Abstract
Purpose
To assess hemodynamic differences between aneurysms that occlude rapidly versus those occluding in delayed fashion after flow diversion in rabbits.
Methods
Thirty six elastase induced aneurysms in rabbits were treated with flow diverting devices. Aneurysm occlusion was assessed angiographically immediately prior to sacrifice at one (n=6), two (n=4), four (n=8) or eight (n=18) weeks after treatment. Aneurysms were classified into a fast occlusion group if they were completely or near completely occluded at 4 weeks or earlier, and into a slow occlusion group if they remained incompletely occluded at 8 weeks. The immediate post-treatment flow conditions in aneurysms of each group were quantified using subject-specific computational fluid dynamics and statistically compared.
Results
Nine aneurysms were classified into the fast occlusion group and six into the slow occlusion group.
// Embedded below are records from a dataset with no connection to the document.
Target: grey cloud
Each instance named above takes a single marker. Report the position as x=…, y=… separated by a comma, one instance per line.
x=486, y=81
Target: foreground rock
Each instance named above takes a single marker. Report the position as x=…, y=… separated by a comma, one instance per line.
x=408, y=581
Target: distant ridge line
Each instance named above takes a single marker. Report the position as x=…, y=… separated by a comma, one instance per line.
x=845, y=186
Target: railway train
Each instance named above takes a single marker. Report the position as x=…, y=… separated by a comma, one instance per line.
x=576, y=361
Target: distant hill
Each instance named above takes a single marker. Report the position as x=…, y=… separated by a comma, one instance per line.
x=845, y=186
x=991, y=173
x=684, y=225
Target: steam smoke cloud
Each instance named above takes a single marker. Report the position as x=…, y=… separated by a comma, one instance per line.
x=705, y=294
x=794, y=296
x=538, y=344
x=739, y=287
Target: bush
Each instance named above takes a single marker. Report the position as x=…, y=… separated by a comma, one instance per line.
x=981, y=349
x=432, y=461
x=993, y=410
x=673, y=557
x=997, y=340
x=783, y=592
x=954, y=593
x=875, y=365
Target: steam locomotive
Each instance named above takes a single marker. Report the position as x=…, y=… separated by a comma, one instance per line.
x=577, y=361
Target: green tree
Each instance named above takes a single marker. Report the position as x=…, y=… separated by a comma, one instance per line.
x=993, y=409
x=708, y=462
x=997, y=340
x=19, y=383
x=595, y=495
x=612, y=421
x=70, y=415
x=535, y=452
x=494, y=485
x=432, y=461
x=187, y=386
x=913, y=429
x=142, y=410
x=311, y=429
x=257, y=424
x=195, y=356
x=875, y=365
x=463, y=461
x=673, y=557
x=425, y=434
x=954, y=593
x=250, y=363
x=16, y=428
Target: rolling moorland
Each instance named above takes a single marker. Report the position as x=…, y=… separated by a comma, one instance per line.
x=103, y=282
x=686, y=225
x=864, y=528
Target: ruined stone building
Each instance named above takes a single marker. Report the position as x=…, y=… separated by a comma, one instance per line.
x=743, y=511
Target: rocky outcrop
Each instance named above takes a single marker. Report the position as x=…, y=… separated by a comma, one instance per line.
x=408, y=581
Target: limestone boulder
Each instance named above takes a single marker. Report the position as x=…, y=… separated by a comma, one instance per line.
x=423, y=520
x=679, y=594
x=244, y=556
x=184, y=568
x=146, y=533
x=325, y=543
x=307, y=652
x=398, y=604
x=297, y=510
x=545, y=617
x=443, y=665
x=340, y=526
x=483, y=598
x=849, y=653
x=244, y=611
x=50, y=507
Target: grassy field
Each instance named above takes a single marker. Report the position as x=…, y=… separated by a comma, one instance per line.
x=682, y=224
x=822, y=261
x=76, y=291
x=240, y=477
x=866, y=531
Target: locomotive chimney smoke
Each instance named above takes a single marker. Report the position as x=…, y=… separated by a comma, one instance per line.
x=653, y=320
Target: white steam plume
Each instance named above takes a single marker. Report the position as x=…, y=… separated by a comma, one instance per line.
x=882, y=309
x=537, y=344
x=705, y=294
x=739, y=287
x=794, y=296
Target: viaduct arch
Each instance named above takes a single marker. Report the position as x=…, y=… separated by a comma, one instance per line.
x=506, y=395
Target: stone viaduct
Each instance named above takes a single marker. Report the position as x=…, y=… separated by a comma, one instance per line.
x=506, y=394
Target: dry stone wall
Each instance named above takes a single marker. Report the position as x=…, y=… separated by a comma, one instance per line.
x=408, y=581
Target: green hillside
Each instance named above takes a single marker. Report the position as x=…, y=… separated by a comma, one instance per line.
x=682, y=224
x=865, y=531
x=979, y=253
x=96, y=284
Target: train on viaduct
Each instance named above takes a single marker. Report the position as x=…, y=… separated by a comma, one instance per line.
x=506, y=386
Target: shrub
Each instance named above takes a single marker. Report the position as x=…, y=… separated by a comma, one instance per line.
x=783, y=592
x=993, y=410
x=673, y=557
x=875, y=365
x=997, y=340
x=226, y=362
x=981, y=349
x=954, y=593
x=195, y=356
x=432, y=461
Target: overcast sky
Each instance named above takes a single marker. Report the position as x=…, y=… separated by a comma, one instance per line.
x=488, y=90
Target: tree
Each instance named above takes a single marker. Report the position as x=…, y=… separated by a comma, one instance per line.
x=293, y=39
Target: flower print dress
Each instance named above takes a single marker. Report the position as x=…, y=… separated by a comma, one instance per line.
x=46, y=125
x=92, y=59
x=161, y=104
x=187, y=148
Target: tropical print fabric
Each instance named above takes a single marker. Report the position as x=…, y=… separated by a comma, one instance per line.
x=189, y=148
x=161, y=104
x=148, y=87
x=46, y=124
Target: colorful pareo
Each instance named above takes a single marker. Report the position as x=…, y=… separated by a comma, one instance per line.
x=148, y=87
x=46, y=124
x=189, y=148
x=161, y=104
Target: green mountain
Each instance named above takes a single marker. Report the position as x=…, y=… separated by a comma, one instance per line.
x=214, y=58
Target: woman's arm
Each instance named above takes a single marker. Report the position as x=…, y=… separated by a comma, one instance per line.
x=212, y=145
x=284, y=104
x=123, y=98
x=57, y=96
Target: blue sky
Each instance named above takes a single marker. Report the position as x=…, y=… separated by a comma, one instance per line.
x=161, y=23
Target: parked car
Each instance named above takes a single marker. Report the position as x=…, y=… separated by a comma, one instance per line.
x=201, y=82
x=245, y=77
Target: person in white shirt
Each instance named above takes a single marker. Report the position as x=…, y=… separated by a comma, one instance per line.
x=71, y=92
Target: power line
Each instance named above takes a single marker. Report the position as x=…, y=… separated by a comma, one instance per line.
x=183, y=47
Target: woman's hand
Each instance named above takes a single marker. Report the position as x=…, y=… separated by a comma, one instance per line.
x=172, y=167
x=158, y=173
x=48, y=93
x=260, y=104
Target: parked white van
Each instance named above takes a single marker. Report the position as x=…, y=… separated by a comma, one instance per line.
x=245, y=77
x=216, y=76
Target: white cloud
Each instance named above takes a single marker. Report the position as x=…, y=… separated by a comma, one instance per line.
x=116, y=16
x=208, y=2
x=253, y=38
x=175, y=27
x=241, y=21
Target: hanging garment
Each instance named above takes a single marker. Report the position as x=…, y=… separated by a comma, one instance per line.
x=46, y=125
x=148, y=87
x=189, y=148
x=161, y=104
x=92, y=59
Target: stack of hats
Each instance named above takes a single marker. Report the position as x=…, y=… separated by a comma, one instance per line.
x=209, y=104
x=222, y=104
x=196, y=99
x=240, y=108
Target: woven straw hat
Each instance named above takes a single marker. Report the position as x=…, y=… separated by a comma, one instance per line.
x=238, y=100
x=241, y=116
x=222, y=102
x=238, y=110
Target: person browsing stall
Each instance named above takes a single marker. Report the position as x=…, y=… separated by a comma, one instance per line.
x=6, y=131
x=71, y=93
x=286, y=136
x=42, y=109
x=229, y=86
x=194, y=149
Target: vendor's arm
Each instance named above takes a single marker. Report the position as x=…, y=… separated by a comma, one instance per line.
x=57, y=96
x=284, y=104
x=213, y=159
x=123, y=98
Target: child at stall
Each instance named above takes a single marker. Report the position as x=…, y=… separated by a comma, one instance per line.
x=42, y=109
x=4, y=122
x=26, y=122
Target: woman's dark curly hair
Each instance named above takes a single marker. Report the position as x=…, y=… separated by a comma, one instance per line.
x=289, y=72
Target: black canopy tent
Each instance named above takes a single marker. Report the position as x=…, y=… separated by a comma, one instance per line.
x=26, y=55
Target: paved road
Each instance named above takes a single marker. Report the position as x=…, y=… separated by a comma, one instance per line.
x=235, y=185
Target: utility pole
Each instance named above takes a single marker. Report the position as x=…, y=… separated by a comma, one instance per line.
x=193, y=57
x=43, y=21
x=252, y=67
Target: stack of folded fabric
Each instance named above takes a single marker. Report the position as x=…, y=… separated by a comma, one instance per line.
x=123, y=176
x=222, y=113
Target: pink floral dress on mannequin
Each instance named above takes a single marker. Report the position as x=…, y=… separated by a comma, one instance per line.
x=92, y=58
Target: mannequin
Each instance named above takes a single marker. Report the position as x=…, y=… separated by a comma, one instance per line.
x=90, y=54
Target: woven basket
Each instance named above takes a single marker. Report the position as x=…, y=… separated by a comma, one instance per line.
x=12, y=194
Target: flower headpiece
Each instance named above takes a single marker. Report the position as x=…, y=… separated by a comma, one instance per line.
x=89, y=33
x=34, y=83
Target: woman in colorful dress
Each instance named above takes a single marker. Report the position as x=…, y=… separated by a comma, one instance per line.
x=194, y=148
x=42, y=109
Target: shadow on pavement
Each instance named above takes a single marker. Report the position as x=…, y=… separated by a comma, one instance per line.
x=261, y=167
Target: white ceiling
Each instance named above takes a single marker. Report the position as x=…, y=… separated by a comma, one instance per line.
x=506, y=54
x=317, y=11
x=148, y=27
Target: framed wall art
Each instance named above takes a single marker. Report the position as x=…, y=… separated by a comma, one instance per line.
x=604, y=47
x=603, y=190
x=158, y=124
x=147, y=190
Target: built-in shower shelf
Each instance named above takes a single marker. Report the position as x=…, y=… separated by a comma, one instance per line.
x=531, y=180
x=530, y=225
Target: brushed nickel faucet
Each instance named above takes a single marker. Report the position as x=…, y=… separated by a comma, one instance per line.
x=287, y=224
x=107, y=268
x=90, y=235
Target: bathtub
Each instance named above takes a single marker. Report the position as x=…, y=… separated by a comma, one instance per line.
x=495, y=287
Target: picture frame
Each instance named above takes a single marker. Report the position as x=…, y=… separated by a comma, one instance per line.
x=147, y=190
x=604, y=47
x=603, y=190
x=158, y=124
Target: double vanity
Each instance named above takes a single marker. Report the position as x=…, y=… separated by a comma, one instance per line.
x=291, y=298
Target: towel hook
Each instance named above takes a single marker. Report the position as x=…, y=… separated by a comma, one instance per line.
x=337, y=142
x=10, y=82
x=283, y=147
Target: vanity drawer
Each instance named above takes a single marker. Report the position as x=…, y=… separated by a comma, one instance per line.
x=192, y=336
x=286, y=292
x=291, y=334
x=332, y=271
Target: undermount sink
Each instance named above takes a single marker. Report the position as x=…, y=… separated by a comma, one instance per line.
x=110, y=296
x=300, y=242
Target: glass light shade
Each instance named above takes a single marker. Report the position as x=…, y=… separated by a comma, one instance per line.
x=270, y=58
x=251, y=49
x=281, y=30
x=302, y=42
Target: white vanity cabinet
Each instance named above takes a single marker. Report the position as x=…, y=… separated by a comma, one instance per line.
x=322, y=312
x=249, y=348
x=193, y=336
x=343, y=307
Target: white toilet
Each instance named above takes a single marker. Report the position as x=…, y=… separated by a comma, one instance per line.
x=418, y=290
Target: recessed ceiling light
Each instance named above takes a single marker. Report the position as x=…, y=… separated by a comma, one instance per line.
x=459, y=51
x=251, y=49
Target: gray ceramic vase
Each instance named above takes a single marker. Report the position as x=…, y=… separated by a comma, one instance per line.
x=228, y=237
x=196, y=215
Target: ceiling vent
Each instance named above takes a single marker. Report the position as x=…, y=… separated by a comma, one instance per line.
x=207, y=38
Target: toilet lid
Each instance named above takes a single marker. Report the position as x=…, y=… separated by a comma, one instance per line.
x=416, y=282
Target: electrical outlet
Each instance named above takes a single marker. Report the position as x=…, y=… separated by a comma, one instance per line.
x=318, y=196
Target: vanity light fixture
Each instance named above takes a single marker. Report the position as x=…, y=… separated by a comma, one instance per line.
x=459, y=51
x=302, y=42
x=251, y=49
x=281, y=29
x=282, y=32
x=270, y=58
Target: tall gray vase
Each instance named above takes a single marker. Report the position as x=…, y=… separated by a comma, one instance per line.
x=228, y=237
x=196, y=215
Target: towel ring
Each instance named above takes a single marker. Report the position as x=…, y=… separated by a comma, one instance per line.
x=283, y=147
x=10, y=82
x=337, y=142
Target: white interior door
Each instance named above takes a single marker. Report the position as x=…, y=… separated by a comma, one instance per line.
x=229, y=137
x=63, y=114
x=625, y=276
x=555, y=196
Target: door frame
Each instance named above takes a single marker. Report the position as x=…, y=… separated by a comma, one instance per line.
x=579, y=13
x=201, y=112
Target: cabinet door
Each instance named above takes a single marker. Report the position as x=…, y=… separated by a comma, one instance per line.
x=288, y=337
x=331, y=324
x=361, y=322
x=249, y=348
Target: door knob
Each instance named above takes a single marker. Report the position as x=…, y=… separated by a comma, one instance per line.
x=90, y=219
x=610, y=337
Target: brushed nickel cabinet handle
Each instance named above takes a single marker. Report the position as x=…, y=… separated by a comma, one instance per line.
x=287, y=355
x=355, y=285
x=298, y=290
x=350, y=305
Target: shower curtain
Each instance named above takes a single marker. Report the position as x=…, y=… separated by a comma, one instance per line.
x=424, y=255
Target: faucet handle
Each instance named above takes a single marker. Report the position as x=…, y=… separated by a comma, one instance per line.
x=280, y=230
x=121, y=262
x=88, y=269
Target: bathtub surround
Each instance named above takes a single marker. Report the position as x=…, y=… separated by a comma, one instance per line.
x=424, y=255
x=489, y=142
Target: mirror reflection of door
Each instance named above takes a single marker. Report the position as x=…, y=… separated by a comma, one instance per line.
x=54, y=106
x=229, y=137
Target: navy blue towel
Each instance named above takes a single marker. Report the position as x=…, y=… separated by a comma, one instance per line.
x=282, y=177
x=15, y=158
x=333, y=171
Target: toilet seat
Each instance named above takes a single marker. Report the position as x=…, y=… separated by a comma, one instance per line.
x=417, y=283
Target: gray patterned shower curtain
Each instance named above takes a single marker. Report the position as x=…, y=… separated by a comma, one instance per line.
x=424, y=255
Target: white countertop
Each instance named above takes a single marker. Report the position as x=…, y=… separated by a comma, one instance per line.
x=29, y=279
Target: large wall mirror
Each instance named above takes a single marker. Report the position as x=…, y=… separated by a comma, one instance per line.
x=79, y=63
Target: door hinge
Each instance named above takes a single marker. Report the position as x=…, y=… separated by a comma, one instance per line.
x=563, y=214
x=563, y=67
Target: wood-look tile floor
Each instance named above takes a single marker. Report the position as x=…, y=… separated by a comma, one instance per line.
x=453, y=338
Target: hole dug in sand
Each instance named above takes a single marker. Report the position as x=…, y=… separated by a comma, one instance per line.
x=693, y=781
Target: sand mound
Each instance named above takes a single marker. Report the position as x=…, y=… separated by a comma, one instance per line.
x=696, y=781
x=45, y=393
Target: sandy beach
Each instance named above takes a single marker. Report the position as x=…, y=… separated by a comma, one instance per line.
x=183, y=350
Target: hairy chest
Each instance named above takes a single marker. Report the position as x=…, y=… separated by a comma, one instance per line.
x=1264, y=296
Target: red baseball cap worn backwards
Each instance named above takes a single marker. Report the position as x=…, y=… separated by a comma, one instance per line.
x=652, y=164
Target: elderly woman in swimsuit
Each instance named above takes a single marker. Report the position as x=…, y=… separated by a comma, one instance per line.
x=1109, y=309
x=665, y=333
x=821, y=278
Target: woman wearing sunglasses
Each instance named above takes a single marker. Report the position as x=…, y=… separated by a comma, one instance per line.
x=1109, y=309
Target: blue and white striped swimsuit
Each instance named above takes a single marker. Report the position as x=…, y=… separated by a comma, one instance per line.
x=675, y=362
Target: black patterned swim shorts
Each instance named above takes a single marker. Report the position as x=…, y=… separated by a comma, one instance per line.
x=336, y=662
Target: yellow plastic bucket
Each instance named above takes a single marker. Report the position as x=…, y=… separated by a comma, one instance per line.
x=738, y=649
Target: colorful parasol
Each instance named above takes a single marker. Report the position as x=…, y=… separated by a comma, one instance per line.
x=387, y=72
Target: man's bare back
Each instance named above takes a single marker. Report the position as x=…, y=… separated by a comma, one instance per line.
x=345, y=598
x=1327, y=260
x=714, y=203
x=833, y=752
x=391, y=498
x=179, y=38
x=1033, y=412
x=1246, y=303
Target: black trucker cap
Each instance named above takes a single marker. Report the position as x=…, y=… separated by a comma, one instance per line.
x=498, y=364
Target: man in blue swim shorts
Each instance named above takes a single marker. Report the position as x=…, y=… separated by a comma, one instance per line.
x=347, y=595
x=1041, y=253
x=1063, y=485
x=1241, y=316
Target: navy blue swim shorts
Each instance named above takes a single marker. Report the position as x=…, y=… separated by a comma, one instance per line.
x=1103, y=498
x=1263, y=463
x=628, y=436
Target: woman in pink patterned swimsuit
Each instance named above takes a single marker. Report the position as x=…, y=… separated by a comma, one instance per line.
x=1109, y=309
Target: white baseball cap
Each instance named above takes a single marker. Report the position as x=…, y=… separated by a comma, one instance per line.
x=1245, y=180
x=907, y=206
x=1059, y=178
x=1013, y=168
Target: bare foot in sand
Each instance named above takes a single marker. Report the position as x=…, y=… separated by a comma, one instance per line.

Aneurysms in the fast occlusion group were on average significantly smaller (fast=0.9 cm, slow=1.393 cm, p=0.024), and had smaller ostia (fast=0.144 cm2, slow=0.365 cm2, p=0.015) than aneurysms in the slow occlusion group. They also had lower mean post-treatment inflow rate (fast=0.047 mL/s, slow=0.155 mL/s, p=0.0239), kinetic energy (fast=0.519 erg, slow=1.283 erg, p=0.0468), and velocity (fast=0.221 cm/s, slow=0.506 cm/s, p=0.0582). However, the differences of the latter two variables were only marginally significant.
Conclusions
Hemodynamic conditions after flow diversion treatment of cerebral aneurysms in rabbits are associated to the subsequent aneurysm occlusion time. Specifically, smaller inflow rate, kinetic energy, and velocity seem to promote faster occlusions, especially in smaller and small-necked aneurysms. These results are consistent with previous studies based on clinical series.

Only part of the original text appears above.